3.6. SDHA and LPPPRC Transcript Levels Progressively Increase from Precancerous Lesions to Invasive HGSOC, and Exhibit Concomitant Gene and Protein Expression Patterns, Particularly in Advanced Invasive Tumors

We analyzed GeoMx spatial transcriptomics data (available via cBioPortal) of human tissues collected at different stages of HGSOC development including normal fallopian tube (FT), precursor lesions such as p53 signature and serous tubal intraepithelial carcinomas (STIC), and invasive ovarian carcinoma. We aimed to determine changes in SDHA and LRPPRC gene expression from precursor lesions to advanced HGSOC to provide insight into the potential role of those molecules in development and progression of ovarian cancer disease. Our findings revealed a shift towards significantly higher gene expression of both SDHA and LRPPRC when precursor lesions advanced ovarian cancer. Specifically, the SDHA and LRPPRC expression was significantly lower in normal FT when compared with ovarian cancer (Supplementary Figure S8A). Furthermore, while there was no correlation between SDHA and LRPPRC expression in early precursor lesions (FT and p53 signature), in STIC lesions and invasive cancer, however, we observed increasing positive correlation between expression of those genes, which was particularly strong in invasive cancer (STIC, r = 0.2675, P = 0.0064; invasive cancer, r = 0.5671, P < 0.0001, Supplementary Figure S8B).

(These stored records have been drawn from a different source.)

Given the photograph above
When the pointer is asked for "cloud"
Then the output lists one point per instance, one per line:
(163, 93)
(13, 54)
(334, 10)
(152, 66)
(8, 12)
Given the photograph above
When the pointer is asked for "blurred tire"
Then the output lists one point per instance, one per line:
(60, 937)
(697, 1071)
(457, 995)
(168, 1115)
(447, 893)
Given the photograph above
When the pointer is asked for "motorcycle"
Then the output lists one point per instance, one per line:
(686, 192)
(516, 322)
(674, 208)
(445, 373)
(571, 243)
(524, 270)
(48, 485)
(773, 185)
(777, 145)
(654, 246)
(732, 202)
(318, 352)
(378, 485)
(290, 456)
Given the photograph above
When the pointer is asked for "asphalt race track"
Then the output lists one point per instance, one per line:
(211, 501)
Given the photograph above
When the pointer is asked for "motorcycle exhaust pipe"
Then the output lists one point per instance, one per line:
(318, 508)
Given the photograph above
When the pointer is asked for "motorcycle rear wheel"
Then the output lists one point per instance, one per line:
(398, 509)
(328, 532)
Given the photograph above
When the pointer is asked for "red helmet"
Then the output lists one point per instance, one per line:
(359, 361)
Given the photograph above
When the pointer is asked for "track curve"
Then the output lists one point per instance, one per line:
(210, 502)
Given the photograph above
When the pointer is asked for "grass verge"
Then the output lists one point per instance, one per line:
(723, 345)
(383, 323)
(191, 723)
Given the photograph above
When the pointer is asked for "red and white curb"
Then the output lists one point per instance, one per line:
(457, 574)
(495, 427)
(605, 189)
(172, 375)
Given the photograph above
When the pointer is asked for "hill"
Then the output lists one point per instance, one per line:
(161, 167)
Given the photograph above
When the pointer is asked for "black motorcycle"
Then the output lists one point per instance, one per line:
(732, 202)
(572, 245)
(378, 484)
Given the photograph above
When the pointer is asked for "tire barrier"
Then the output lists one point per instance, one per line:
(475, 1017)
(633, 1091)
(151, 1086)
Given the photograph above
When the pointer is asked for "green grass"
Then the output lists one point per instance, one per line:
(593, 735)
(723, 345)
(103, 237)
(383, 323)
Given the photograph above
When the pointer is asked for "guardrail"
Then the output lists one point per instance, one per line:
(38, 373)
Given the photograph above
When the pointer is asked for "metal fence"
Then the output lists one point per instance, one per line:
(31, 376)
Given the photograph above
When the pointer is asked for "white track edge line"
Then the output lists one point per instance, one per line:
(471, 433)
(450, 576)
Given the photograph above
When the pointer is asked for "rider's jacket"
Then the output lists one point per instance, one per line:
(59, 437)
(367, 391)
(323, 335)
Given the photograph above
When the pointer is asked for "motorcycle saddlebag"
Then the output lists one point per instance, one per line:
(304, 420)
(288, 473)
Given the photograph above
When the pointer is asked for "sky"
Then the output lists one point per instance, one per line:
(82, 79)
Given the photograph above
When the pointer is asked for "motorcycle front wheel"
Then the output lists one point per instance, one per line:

Next, we measured the SDHA and LRPPRC protein expression in mouse and human ovarian cancer cell lines, HGSOC PDXs and normal hFTs using WES(ProteinSimple) and observed a concomitant SDHA and LRPPRC protein expression in all examined tissues. The expression of both LRPPRC and SDHA was very low in normal fallopian tubes when compared with cancer samples (Figure 4C–E). Next, to determine the statistical significance of a correlation between SDHA and LRPPRC protein expression in HGSOC PDXs and hFTs, we calculated Pearson correlation coefficient (r) values. The results showed a strong positive correlation (r = 0.7654, P < 0.001) between SDHA and LRPPRC protein expression (Figure 4F). Next, to determine if SDHA or LRPPRC depletion affects each other’s protein expression, we knocked down (KD) either SDHA or LRPPRC in several mouse and human ovarian cancer cell lines. The results showed that the SDHA-KD is associated with loss of protein expression of both SDHA and LRPPRC (Figure 4G,H), while LRPPRC-KD leads to loss of LRPPRC expression (as expected) but has no effect on SDHA protein expression (Figure 4H). We also analyzed changes in the expression of COX1 (a subunit of Complex 4 of ETC) following SDHA-KD and LRPPRC-KD as a control, since COX1 expression is positively regulated by LRPPRC [21,44]. As expected, COX1 expression was suppressed in LRPPRC-KD cell lines or those with naturally low LRPPRC levels (Figure 4G,H).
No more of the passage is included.